Beyond Magenta

By Melissa Bollow Tempel

Beyond Magenta: Transgender Teens Speak Out
Words and photographs by Susan Kuklin
(Candlewick Press, 2014)

“You have got to come out here and see this!” That’s how a transgender student was introduced to her homeroom teacher at a high school in my district. When I heard the story from a friend, it brought me almost to tears. How could one human being refer to another with such disrespect? Unfortunately, this is the awful reality for far too many trans youth in our schools.

Susan Kuklin first caught my attention a few years ago when I was browsing at the public library. Her book Families includes oral interviews and photographs of biracial families, families with divorced parents, gay and lesbian families with children. (See “Disarming the Nuclear Family,” by Willow McCormick, summer 2014.) Although Families does not include all the kinds of families in my large urban district (e.g., blended families, extended families, or children living with other guardians), we have had great conversations about the book in my early elementary classrooms. A year later, when I was leading professional development workshops on gender and sexuality, a colleague pointed me to Beyond Magenta: Transgender Teens Speak Out.

The award-winning Beyond Magenta is for youth, parents, and educators. It illuminates the lives of transgender and questioning teens and their parents through photos and interviews. First we meet Jesse, who shares photos of himself as a child named Jessica, as a high school student, and then through his transition. Jesse’s story is positive: His family has accepted him and he is in a happy relationship.
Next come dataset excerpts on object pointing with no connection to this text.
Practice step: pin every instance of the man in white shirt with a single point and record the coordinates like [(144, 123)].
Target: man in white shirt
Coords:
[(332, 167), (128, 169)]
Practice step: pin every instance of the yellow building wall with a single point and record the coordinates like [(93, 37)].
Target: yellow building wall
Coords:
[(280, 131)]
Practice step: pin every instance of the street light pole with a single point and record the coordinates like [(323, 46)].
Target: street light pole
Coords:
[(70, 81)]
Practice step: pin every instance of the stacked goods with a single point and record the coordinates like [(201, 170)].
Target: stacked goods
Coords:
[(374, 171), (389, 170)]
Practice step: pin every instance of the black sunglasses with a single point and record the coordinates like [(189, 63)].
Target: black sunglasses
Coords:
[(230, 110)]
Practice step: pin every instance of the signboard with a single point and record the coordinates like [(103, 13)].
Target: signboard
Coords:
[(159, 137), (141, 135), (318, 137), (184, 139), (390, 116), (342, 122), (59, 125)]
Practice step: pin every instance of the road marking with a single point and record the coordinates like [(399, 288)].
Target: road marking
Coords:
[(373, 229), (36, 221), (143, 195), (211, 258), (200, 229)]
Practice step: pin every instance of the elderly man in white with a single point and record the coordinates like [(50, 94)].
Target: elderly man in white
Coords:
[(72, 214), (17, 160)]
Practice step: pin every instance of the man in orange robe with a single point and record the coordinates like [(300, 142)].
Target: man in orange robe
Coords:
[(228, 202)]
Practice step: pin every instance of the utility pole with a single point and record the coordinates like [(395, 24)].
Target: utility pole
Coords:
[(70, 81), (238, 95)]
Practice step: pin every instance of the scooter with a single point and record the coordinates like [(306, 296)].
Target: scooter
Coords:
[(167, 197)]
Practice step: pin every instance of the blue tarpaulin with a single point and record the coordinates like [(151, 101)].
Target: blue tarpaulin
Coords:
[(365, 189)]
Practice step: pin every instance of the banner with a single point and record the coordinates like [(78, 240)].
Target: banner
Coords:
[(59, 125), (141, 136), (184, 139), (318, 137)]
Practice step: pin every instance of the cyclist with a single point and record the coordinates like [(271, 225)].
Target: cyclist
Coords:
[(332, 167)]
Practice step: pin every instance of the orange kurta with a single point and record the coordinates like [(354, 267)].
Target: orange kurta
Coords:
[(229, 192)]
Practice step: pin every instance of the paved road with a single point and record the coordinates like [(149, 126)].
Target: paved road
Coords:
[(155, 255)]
Christina describes her more difficult transition from male to female. Christina’s mother, who is also interviewed, warns readers: “Don’t say horrible things to your child. That will haunt me till the day I die.”

Mariah was moved between foster homes, treatment centers, hospitals, and a psychiatric center. Nat is an intersex youth whose struggle with identity led to serious depression.

Then there is Cameron, who explains: “Gender is one variable in a person’s identity, and sexual orientation is another variable. The two are not connected. Being trans is not the next step to being gay. They are similar in that they are both breaking gender rules. I like to think that’s obvious, but I guess it’s not.” Cameron, who uses the pronoun they, describes themself as pansexual — “I like people regardless of gender” — and their style as “gender fuck” — “blending stuff, having something girl and something boy and something neither.”

The individuality of the youth voices in Beyond Magenta makes it clear that we cannot assume that all transgender teens share the same experience. Each person’s story is unique.

Beyond Magenta includes a glossary and resources. In the question and answer section, Manel Silva, former clinical director of Health Outreach to Teens at the Callen-Lorde Community Health Center in New York City, addresses questions about the transition process.

Kuklin has written a book that is easily accessible to teens and adults. Although it will serve as a comfort for trans and questioning youth, Kuklin asks us to think about what the information means to the rest of us: “Once we get to know individuals who may be different from ourselves, it is less likely we will be wary of them. And maybe, just maybe, we will learn a little bit about ourselves.”

Melissa Bollow Tempel serves 2nd and 3rd graders and their families in a Milwaukee Public Schools bilingual classroom. She is one of the editors of the upcoming book Rethinking Sexism, Gender and Sexuality.